About KSI
Mission: Creating spaces where people, organisations and communities can discover new ways of relating, leading and thriving. Through research, dialogue, and immersive field-based expeditions that explore ecotones, right relationships, and regenerative entrepreneurship in practice.
Values:
Encounter
Create the conditions for people to slow down, become present, and genuinely encounter themselves, others, and the place they are in.
Connect
Deepen awareness of the relationships that link people, communities, and the living world, fostering trust, understanding, and belonging.
Co-create
Transform shared insights into meaningful action by exploring new possibilities and shaping solutions together.
KSI is dedicated to understanding how regenerative capacity emerges in living systems.
Drawing on sociology, systems thinking, leadership, entrepreneurship and nature-based inquiry, KSI explores the conditions that enable individuals, communities, organisations and destinations to thrive in times of change.
Our work is guided by a framework built around three interconnected concepts:
- Ecotones — the fertile spaces where different worlds meet.
- Right Relationships — the quality of connection between people, communities, economies and ecosystems.
- Regenerative Entrepreneurship — the practice of creating value that strengthens the vitality of the whole system.
While these ideas are applied in fields such as leadership, tourism, community development, wellbeing and entrepreneurship, they ultimately point to a broader challenge: how we learn to participate more consciously in living systems.
Below is an example of how this framework can be applied in regenerative tourism.
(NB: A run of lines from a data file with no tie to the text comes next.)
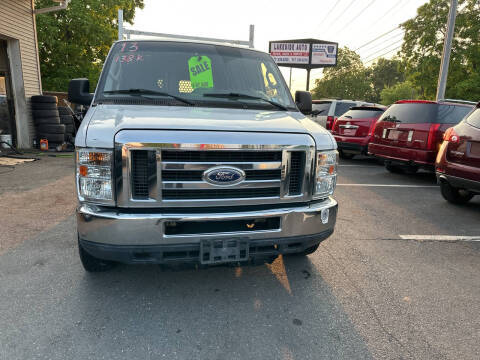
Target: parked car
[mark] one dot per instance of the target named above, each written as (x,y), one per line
(409,133)
(184,164)
(354,129)
(326,111)
(458,161)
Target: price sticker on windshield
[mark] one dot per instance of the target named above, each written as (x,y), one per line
(200,69)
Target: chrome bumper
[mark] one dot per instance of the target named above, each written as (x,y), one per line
(126,227)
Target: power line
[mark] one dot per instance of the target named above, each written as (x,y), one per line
(386,47)
(379,37)
(378,57)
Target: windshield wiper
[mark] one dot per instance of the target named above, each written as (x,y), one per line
(141,92)
(246,96)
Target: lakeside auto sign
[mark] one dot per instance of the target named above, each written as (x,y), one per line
(304,53)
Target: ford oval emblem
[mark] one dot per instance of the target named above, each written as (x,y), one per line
(224,176)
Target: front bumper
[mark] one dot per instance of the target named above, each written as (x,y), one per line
(117,234)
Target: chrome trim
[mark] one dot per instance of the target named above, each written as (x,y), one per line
(158,140)
(255,184)
(178,165)
(109,226)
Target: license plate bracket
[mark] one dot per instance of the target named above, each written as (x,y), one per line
(217,251)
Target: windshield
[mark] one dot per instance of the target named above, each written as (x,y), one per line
(193,74)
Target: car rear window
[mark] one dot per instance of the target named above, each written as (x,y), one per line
(474,118)
(322,107)
(421,113)
(363,113)
(342,107)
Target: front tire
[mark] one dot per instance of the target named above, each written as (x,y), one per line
(93,264)
(455,195)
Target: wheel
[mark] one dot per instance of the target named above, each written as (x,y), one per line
(44,113)
(44,106)
(50,120)
(58,138)
(93,264)
(345,156)
(310,250)
(44,99)
(63,110)
(51,129)
(455,195)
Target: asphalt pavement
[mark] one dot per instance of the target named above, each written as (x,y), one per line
(366,293)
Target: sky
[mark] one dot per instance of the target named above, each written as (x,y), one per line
(351,23)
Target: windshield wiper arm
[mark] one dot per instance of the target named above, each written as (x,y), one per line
(141,92)
(246,96)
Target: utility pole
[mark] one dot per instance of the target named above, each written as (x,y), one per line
(290,80)
(447,49)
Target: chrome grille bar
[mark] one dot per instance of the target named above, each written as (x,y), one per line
(267,179)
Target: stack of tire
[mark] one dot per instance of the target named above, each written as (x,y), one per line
(47,120)
(66,118)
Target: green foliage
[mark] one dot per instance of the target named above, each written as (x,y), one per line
(384,73)
(347,80)
(399,91)
(423,44)
(74,42)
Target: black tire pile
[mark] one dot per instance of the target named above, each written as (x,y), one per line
(51,123)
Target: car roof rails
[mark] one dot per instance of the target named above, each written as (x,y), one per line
(466,102)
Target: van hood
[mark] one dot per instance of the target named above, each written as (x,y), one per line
(102,122)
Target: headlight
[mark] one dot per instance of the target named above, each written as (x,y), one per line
(94,174)
(326,173)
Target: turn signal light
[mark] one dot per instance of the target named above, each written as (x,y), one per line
(451,136)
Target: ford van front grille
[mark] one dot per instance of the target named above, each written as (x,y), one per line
(161,174)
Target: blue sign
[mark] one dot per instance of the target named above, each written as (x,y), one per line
(224,176)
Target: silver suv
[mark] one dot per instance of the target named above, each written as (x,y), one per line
(196,152)
(326,111)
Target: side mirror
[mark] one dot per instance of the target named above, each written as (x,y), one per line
(78,92)
(303,99)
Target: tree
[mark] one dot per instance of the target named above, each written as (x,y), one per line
(75,42)
(400,91)
(385,73)
(423,44)
(348,80)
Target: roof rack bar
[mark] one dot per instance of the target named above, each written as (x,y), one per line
(122,31)
(459,101)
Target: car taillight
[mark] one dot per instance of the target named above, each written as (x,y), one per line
(371,131)
(330,120)
(433,137)
(451,136)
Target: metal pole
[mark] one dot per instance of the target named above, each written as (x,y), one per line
(120,24)
(308,79)
(251,37)
(447,49)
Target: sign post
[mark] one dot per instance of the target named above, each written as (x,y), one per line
(304,54)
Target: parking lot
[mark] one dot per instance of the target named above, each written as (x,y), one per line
(375,289)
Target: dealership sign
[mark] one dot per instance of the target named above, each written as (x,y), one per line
(304,53)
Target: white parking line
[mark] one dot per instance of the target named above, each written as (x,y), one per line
(440,238)
(390,185)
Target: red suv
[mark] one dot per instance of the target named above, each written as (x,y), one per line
(408,135)
(458,160)
(354,129)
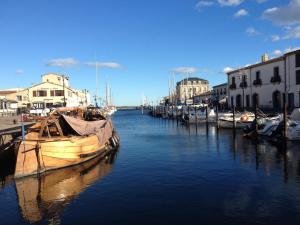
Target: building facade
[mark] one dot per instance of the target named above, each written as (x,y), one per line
(267,84)
(220,91)
(53,91)
(190,87)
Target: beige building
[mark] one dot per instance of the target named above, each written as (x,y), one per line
(190,87)
(53,91)
(267,83)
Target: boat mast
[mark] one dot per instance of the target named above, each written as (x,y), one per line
(97,84)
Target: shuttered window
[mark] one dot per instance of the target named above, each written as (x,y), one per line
(298,77)
(298,60)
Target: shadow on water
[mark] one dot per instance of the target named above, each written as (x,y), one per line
(43,198)
(7,166)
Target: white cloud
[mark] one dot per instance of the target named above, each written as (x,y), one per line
(241,12)
(275,37)
(251,31)
(112,65)
(230,2)
(277,52)
(62,62)
(291,49)
(19,71)
(184,70)
(204,3)
(261,1)
(227,69)
(287,15)
(293,33)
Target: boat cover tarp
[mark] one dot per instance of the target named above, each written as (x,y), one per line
(102,128)
(296,114)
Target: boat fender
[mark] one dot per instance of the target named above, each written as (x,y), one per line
(244,118)
(113,142)
(116,141)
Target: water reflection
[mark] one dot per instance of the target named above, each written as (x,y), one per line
(45,197)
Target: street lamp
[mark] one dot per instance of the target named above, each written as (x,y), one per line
(243,76)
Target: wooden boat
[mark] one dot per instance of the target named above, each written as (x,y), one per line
(241,120)
(45,197)
(69,136)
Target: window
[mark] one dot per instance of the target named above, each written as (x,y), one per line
(247,101)
(257,75)
(291,100)
(298,60)
(276,71)
(41,93)
(298,77)
(57,93)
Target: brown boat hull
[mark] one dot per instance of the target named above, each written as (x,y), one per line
(35,157)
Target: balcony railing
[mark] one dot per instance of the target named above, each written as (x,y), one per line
(257,82)
(243,84)
(275,79)
(232,86)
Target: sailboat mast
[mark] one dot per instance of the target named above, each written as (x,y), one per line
(97,84)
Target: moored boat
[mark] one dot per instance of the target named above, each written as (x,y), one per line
(69,136)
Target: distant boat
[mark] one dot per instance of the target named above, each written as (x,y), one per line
(69,136)
(45,197)
(241,120)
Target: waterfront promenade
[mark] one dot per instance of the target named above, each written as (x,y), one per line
(166,173)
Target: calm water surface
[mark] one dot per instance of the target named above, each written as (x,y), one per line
(164,174)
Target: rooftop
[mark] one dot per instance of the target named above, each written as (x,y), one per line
(280,58)
(219,85)
(191,79)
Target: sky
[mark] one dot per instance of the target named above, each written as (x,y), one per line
(139,44)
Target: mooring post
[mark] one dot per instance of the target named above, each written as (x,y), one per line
(233,118)
(188,115)
(206,112)
(217,116)
(196,118)
(284,119)
(177,115)
(256,124)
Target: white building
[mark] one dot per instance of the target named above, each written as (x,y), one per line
(190,87)
(220,91)
(266,83)
(54,90)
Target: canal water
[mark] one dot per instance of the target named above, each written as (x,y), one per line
(164,173)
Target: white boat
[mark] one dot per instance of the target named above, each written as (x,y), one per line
(293,131)
(266,126)
(200,116)
(241,120)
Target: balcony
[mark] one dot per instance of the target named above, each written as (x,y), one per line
(232,86)
(275,79)
(257,82)
(243,84)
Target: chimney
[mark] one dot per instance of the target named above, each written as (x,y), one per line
(264,57)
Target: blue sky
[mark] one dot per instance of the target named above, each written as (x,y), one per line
(142,40)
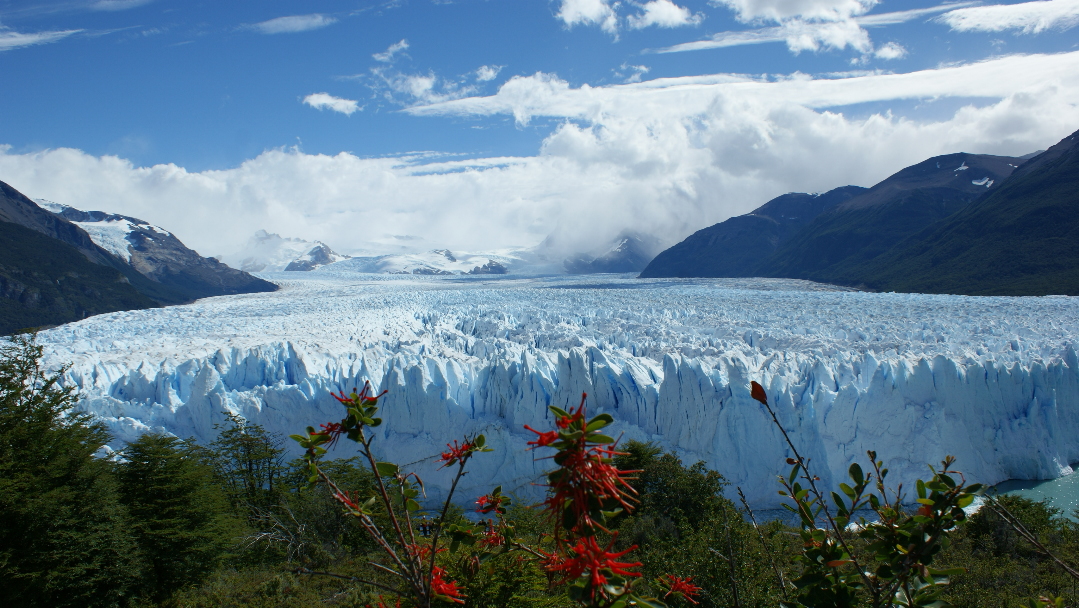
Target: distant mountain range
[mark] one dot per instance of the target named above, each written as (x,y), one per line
(958,224)
(59,265)
(267,252)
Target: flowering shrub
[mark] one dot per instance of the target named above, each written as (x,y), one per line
(585,491)
(893,568)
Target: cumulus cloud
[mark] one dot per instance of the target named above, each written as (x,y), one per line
(487,73)
(327,102)
(890,51)
(1027,17)
(589,12)
(664,13)
(783,10)
(294,24)
(630,73)
(11,39)
(672,154)
(388,54)
(807,25)
(118,4)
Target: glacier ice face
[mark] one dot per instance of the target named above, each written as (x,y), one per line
(994,381)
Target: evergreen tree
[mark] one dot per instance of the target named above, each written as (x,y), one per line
(250,462)
(181,518)
(64,534)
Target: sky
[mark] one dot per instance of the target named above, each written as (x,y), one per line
(378,125)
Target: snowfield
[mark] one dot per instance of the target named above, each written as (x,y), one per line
(994,381)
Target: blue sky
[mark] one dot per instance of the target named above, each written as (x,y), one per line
(490,123)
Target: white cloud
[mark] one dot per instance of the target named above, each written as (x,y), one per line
(783,10)
(890,51)
(118,4)
(409,89)
(631,73)
(1028,17)
(294,24)
(672,154)
(327,102)
(589,12)
(664,13)
(11,39)
(487,73)
(807,26)
(387,55)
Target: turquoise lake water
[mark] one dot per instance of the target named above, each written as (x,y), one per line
(1062,492)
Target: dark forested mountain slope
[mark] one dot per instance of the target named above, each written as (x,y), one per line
(1020,239)
(737,246)
(48,282)
(52,271)
(833,245)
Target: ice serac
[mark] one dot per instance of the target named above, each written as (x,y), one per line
(993,381)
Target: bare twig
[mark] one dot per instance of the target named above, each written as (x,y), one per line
(302,570)
(1027,535)
(802,463)
(764,545)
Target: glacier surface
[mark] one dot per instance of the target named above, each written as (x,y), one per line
(992,380)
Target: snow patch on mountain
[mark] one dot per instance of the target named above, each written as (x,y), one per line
(992,380)
(109,231)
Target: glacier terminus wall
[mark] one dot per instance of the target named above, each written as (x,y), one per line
(994,381)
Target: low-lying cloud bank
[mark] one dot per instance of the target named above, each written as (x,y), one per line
(667,157)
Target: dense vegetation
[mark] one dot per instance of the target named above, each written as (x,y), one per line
(233,523)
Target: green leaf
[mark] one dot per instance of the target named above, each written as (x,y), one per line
(386,469)
(856,473)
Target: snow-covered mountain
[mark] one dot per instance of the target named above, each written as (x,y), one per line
(630,252)
(445,261)
(994,381)
(267,252)
(158,255)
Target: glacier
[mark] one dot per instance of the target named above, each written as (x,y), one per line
(991,380)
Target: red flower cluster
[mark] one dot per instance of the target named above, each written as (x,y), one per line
(492,537)
(347,498)
(681,586)
(490,502)
(589,558)
(545,438)
(331,430)
(382,604)
(445,589)
(586,474)
(456,453)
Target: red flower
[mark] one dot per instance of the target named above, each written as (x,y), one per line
(592,561)
(492,537)
(332,430)
(347,498)
(444,589)
(456,453)
(544,438)
(681,586)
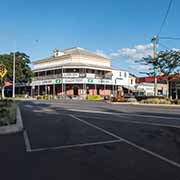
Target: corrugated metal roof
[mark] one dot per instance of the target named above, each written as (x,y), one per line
(69,52)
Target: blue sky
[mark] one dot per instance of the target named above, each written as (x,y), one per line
(117,28)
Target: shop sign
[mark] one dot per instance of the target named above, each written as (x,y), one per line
(90,75)
(3,70)
(58,81)
(73,80)
(70,75)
The very same framework applies to leadership development, inner development, mental health activities and much more.
KSI as a Liminal Space
KSI is more than a research institute.
It is a liminal space.
A place between disciplines, between theory and practice, between who we are and who we are becoming.
In many areas of life, the old models no longer provide sufficient answers, while new ones have not yet fully emerged. Such moments can feel uncertain, but they are also rich with possibility.
KSI creates spaces where people can slow down, observe more deeply, engage with complexity, and explore new ways of relating to themselves, others, nature and the systems they are part of.
We see these spaces as modern ecotones: places where learning, transformation and innovation become possible.
Karel Sterckx
Founder KSI Expeditions
Sociologist | Wilderness Guide | Leadership Development Coach
Volunteering in Leading From Within | Nature vzw | Hiking Advisor vzw
About me
I originally started working in outdoor leadership development, guiding small groups through demanding natural environments and reflective experiences. Over time, however, my attention shifted from performance and leadership towards a deeper question: how do we relate—to land, to other people, and to ourselves?
Much of this shift emerged through years of working as a wilderness guide in and around Inari, in the northern part of Finnish Lapland and within the broader region of Sápmi, homeland of the Sámi people. The longer I worked there, and the more I learned with and from Sámi perspectives, the more aware I became of how deeply Western assumptions shape the way we travel, learn, consume landscapes, and relate to local communities. I increasingly felt that something in our relationship with these places was out of balance.
Rather than leading me towards certainty or expertise, this awareness created a growing sense of responsibility. I realised that my work was not to speak on behalf of Indigenous communities, nor to turn their perspectives into concepts or products, but to engage my own community in a different way of relating.
This understanding gradually moved my work away from leadership training and towards what I now call Restorative Encounters: small-scale, circle-based journeys and workshops designed around the principle of right relationship with Indigenous peoples, the Land, and ourselves.
My intention is not to spread awareness primarily through theory or preaching, but through direct experience and encounter. I believe that when people slow down, listen differently, and enter into more reciprocal relationships with land, local hosts, and each other, something shifts that cannot easily be taught through information alone.
My work is further informed by sociology, adventure education, regenerative thinking, decolonisation studies, and ongoing learning processes, including several years of participation in the “4 Seasons of Indigenous Learning” program offered by a Canadian organisation focused on Indigenous-informed learning and relationship-building.
Rather than positioning myself as an expert with answers, I see my role as designing and holding relational spaces in which meaningful encounter and reflection may become possible—with humility towards the places and people who host us.